HOW WAS IT TO BE DIRECTED BY FRANCO ZEFFIRELLI?
It was out of sight. He was unbelievable, irrepressible, totally spontaneous, and willful. Our script writer was Angela Allen. Allen is very well known and has a huge history. She was John Houston’s script supervisor for years. She did African Queen and many other major movies and she was very English and of course the director was so Italian and she’d say, “But, Franco, you don’t have the shot! You don’t have the shot!” Her accent was so thick that you could hardly understand her. And Zeffirelli would respond, “I don’t want to hear! I don’t want to hear!”.  He didn’t care if he had the shot or not. He was just so alive and in the moment. We were shooting at the Uffizi and the Fascist police were supposed to be there throwing the canvases and teacups of the older English women out the window and they had no barriers to protect pedestrians below!  You know typically on movie sets they clear the way for people down below- but not in this case.
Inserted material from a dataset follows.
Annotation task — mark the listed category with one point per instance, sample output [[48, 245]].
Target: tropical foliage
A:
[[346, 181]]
And yet, despite this, the director would go and throw everything out the window with great abandon!

WE’RE LOOKING FORWARD TO YOUR VISIT TO THE MUSIC HALL IN NOVEMBER. WILL THIS BE YOUR FIRST TIME IN PORTSMOUTH?
I’ve been to New Hampshire many times in the past: I attended a fundraiser for Senator Jeanne Shaheen in Concord where I was performing several years ago.  I’ve never played Portsmouth but I had friends who lived there for years and I visited them several times.  I especially remember the Children’s Museum and the giant witch puppet—and being surprised that Colonial Williamsburg is a reproduction of the authentic colonial era homes in Strawberry Banke.  And how can you not love a waterfront like you have in Portsmouth. Or Prescott Park!